Friday, April 5, 2013
Workshop at Pondicherry University
I met Dr. Vijayalakshmi in Auroville for the first event we organized under the aegis of Telugu Sankskritika Kendramu at Auroville. She started the Hindi Department in Pondicherry University and has been heading it for more than two decades. When she invited me to do a workshop for the students and staff of her department, I was more than happy. In fact, I was jumping with joy.
The students are post graduates and research scholars. The first hint of an issue came up when I got a mail in Hindi a few days before the workshop. I have working knowledge of spoken Hindi but I struggle to read it. So, after some correspondence in English, I explained that I can respond to questions in Hindi but can conduct the workshop in English.
It was a small group of 15 people. We started well but I was really surprised that the students were not asking any questions. This is much different form my other experiences and I did my best to plod on. However, when we came to the exercise, I did not know how to go ahead when the participants are unwilling to try out. We had hardly any time also to actually do what I planned. The session before lunch started 40 minutes after the planned time. We planned for 2 hours after lunch but stared 50 minutes late. So, I decided to call it off and close 30 minutes earlier as I did not know how to accomplish any meaningful result in such short time with participants who did not write down an answer to a question for 30 minutes.
I felt disappointed and unhappy at the end of it all. Normally, I enjoy doing workshops so much and feel satisfied when people tell me either at the end of the workshop (or sometimes later) how it made a difference to them. This was missing for me. I felt sad that I did not create value for the participants and failed in my commitment to provide it.
In the post-mortem, some of the professors said that the lack of participation from the students is an issue even in normal classes. I was asked to come up with my suggestions. I feel confused about the real issues. Is it language? I don’t think so. In my experience, language was not a barrier and I had many participants in Auroville who did not speak English but their participation was mutually satisfying. Willingness to participate and the desire to take value could overcome language issues. I doubt whether the students are really interested in taking value.
What I can guess is that the prevalent culture here is passive / passive-aggressive modes of communication. Another aspect could be diffidence which comes in the way of taking the risk of participation. When these are coupled together, a group could get into an inert state by using language as an ‘acceptable excuse’. Assuming that this is accurate, how to deal with it? Honestly, I don’t know.

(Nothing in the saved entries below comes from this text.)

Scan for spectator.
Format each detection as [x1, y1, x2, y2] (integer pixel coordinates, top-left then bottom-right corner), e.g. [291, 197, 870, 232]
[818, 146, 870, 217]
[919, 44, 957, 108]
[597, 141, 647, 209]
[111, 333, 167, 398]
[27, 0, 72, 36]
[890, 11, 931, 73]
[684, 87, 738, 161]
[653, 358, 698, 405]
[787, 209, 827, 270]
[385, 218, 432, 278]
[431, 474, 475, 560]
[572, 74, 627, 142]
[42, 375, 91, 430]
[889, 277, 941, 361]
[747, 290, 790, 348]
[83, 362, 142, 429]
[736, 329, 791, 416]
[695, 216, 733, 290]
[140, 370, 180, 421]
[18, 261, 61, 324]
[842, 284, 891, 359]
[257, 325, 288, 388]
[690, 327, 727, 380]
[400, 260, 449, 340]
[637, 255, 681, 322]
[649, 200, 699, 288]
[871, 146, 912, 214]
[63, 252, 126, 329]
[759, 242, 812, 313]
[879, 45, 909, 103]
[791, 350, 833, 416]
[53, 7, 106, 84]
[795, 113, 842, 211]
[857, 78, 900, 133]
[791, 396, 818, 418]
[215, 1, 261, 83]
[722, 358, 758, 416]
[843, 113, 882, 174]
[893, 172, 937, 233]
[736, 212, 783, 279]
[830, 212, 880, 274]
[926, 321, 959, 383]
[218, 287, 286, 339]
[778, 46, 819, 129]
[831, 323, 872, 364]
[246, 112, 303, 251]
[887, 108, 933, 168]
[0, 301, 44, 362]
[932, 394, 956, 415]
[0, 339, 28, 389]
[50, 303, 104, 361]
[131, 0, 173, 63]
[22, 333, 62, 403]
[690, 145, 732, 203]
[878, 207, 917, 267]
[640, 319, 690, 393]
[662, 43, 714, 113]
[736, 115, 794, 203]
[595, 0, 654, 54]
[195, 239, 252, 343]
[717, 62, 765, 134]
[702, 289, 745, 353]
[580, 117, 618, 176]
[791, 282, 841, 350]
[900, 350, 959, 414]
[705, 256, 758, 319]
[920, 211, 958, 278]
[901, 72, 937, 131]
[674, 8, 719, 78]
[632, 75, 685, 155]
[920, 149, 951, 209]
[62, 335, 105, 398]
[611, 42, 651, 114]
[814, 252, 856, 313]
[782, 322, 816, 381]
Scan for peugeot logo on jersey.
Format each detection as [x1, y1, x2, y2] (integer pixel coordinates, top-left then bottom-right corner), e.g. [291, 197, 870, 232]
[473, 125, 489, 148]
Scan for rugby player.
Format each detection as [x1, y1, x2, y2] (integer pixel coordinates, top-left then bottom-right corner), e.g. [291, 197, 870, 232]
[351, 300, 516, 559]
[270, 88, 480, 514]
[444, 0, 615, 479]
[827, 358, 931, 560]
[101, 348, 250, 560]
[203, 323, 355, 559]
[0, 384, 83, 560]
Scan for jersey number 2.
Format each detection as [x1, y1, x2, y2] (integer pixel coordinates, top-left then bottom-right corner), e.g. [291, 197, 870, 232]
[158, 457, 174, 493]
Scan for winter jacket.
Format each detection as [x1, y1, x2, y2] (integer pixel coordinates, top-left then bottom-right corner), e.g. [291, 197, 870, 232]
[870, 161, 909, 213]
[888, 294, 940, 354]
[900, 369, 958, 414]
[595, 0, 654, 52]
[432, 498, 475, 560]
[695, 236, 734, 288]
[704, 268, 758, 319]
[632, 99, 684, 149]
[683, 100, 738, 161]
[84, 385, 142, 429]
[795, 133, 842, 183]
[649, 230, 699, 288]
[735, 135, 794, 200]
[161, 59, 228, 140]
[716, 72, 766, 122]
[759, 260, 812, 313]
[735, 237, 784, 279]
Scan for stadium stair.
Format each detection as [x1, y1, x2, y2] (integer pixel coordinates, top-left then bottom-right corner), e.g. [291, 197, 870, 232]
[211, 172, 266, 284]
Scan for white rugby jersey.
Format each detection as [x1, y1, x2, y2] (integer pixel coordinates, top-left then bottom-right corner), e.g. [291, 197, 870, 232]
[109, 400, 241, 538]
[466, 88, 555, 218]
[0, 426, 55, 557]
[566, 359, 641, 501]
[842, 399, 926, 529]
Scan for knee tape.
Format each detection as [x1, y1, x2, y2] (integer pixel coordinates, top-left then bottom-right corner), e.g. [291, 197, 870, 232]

My biggest loss from this event is that I did not accomplish the intention even with one participant. What I can learn from this experience is not to give up. I need to train myself to dynamically change the exercises or topic to elicit responses, without giving up. I give up giving up.
Going forward, I will avoid the pitfall of language issue combined with lack of interest. This could have some chance only if the time available is unlimited!